To solve the semantical mismatch, we "wrapped" the existing
Storage Elements into a service, which enforced the access control
settings, according to the medical community's requirements. This
service is called the gLite I/O server, which is installed beside
every used storage element.
The gLite I/O server provides a POSIX like file access
interface to remote clients, and uses the direct data access
methods of the Storage Element to access the data. It
authenticates the clients and enforces authorization decisions
(i.e. if the client is allowed to read a file or not), so it acts
like a Policy Enforcement Point in the middle of the data access.
The authorization decision is not made inside the gLite I/O
server. A separate service holds the ACLs (and other file
metadata) of every file stored in the Storage Elements. In
our deployment it was the gLite File and Replica Management
(FiReMan) service, which acts like a Policy Decision Point in the
architecture.
The gLite FiReMan service is a central component, which also
acts like a file catalog (directory functionality), replica
manager (which file has a copy on a given SE) and file
authorization server (if a given client is allowed to access a
file). The gLite FiReMan service supports rich ACL semantics,
which satisfy the access pattern requirements of the medical
community.
Encryption
----------
The other important requirement is privacy: the sensitive
medical data shall not be stored on any permanent storage or
transferred over the network unencrypted, outside the originating
hospital.
The solution is to encrypt every file, when it leaves the
originating hospital's DICOM server, and decrypt it only inside
the authorized client applications.
For the first step we developed a specialized Storage
Element, the Medical Data Manager (MDM) service, which "wraps"

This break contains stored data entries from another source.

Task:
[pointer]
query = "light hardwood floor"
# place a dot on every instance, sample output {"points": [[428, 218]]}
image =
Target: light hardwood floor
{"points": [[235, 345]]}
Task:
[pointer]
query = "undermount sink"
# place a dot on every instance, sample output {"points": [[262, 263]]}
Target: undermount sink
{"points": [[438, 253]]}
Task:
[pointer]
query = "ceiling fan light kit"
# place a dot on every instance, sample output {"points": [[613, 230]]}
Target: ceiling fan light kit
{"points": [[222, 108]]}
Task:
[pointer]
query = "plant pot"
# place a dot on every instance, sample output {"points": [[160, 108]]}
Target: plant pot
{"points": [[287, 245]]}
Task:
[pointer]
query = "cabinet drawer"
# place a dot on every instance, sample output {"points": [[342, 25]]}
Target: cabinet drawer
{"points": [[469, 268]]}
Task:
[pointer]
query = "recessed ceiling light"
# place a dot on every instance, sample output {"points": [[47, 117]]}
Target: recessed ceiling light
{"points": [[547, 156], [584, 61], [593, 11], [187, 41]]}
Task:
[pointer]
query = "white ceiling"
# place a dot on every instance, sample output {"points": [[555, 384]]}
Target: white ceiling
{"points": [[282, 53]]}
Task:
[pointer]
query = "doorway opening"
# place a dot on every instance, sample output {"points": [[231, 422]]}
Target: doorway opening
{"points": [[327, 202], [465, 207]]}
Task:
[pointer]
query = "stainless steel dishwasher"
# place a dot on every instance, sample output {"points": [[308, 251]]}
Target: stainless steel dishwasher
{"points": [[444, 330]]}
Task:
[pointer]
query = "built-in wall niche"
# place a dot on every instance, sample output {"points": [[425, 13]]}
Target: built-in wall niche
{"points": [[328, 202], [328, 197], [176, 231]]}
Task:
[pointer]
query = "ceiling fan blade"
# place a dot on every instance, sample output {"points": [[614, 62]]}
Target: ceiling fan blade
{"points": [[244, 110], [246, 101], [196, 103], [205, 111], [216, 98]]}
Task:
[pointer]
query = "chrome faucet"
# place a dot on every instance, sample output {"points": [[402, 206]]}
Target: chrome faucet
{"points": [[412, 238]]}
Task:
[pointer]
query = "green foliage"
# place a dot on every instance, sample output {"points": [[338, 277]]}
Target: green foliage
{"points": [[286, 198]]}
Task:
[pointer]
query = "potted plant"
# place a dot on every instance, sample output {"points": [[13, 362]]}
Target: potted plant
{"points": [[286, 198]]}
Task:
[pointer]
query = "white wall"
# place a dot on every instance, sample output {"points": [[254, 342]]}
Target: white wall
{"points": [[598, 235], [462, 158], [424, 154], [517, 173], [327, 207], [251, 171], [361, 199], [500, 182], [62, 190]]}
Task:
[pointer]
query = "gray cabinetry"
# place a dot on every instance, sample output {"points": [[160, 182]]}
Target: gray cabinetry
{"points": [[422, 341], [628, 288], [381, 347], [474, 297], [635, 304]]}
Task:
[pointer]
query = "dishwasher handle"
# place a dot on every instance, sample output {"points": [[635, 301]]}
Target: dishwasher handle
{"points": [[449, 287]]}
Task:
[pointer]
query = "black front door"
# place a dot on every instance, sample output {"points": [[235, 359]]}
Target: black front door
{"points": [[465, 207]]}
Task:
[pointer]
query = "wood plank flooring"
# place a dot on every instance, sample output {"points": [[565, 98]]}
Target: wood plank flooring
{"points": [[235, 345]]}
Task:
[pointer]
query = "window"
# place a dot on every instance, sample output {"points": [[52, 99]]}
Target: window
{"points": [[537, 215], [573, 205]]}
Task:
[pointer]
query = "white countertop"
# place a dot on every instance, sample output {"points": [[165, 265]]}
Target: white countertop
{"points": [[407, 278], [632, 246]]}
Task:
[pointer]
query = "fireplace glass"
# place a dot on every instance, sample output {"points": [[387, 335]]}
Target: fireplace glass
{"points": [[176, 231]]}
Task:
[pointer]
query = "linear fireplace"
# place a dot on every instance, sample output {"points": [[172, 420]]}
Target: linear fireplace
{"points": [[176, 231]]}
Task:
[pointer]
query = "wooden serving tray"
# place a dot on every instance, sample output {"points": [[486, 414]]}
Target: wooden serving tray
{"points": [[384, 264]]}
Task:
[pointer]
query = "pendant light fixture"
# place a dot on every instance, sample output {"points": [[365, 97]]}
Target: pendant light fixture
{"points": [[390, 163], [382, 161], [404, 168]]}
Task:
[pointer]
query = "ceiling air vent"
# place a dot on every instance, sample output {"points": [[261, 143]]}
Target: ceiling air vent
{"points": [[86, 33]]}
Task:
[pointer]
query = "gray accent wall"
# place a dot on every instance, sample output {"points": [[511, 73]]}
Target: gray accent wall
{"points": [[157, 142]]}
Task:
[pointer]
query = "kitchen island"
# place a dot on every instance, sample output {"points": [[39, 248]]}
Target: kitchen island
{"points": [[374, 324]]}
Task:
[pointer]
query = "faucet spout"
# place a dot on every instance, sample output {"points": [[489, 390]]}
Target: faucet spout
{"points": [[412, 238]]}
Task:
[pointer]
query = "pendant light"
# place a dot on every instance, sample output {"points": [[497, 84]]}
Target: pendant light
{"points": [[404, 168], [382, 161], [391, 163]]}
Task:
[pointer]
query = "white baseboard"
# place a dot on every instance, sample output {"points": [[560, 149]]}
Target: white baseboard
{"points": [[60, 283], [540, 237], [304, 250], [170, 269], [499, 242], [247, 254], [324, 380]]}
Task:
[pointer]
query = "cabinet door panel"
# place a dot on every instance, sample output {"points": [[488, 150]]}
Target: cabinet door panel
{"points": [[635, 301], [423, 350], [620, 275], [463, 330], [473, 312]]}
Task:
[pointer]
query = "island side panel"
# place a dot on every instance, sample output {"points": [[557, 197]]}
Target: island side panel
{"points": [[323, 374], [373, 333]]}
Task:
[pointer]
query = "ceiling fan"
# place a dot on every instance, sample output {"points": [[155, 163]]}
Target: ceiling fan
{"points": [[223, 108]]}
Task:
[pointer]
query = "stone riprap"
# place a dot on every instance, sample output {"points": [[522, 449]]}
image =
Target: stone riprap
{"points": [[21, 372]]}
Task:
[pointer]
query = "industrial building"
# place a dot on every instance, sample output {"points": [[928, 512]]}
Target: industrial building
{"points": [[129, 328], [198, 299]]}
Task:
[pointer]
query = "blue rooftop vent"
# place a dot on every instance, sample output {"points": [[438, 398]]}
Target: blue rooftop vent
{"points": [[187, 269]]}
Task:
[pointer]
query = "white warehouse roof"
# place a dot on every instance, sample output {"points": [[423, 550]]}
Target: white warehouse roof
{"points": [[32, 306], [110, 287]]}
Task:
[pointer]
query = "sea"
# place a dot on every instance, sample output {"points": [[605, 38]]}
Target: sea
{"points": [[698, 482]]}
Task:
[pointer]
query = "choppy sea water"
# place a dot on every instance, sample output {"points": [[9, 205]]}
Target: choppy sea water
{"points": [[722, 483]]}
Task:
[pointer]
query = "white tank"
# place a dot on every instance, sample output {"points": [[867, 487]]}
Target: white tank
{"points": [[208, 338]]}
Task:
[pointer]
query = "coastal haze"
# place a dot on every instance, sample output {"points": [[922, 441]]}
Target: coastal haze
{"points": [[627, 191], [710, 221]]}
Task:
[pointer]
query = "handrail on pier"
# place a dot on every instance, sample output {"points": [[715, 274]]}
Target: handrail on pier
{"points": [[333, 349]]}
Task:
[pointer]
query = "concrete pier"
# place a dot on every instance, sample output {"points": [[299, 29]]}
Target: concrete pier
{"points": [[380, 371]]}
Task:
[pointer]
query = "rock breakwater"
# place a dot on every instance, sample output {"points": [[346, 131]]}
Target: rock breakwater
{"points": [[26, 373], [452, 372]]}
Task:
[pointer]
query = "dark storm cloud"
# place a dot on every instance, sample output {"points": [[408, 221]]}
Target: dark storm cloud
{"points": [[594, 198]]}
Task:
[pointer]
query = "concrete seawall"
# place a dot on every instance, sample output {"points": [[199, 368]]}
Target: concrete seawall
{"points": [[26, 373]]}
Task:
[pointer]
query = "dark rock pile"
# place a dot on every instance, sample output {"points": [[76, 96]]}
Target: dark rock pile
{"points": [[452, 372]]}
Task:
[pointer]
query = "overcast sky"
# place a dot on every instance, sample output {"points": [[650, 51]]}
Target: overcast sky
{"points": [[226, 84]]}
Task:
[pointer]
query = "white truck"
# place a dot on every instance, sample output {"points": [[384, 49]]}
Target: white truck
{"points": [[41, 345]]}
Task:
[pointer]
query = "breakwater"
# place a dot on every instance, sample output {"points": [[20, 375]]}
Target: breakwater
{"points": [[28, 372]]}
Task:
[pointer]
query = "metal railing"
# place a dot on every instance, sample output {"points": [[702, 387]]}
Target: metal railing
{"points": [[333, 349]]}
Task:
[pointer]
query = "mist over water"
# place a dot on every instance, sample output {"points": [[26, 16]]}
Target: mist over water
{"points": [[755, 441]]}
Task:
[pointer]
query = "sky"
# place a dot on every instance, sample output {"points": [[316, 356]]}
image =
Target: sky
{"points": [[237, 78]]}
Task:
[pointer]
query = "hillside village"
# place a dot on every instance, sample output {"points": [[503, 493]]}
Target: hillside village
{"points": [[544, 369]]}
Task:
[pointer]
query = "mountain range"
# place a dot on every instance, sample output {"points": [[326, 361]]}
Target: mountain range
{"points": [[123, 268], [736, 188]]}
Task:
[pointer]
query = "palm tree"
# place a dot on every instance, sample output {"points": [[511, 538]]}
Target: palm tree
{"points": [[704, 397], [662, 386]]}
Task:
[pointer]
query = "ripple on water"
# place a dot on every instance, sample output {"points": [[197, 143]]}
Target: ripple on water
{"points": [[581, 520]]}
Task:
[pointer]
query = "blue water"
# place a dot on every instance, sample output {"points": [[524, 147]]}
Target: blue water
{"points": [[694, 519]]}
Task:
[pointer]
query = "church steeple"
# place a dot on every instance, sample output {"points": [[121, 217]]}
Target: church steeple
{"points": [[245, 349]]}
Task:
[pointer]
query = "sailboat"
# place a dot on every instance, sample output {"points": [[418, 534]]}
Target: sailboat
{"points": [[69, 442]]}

the hospital's DICOM server and offers interfaces, which are
compatible with other grid Storage Elements. In this way the
hospital's data storage will look like just another Storage
Element, for which we already have grid data managements
solutions.
Despite the apparent similarity between the MDM service and
an ordinary Storage Element there is an important difference:
the MDM service serves only encrypted files. When a file is
accessed through the grid interfaces, the service generates a new
encryption key, encrypts the file and registers the key in a key
store. Therefore every file which crosses the external network and
is stored on stored on an external element stays encrypted during
its whole lifetime.
On the client side we provided a transparent solution to
decrypt the file: on top of the gLite I/O client libraries, we
developed a client library, which can retrieve keys from t he key
storage and decrypt files on the fly. The client side library
provides a POSIX like interface, which hides the details of the
remote data access, key retrieval and decryption.
The key storage had to satisfy several requirements: it has to
be reliable, secure and provide fine grained access control for
the keys.
To satisfy these requirements we developed the gLite Hydra
KeyStore. To satisfy reliability the keys are not only stored at
one place, but at least at two locations. To satisfy security, one
service cannot store a full key, but only a part of it, thus
even when the service is compromised the keys cannot be fully
recovered. We implemented Shamir's Secret Sharing Scheme inside
the client library to split and distribute the keys among at
least three Hydra services, according to the above mentioned
requirements.
The key storage also has to provide fine grained access
control, similar to the files, on the keys. Our current solution
actually applies the same ACLs as the FiReMan service, thus one
can be sure that only those who can access the encryption key of a
file are allowed to access the file itself.
Conclusion
==========
The solution for encrypted storage described above has been
already released in the gLite software stack and been deployed and
demonstrated to work at a number of sites.
As the underlying software stack of the grid evolves we will
also adapt our solution to exploit new functionality and to
simplify our additional security layer.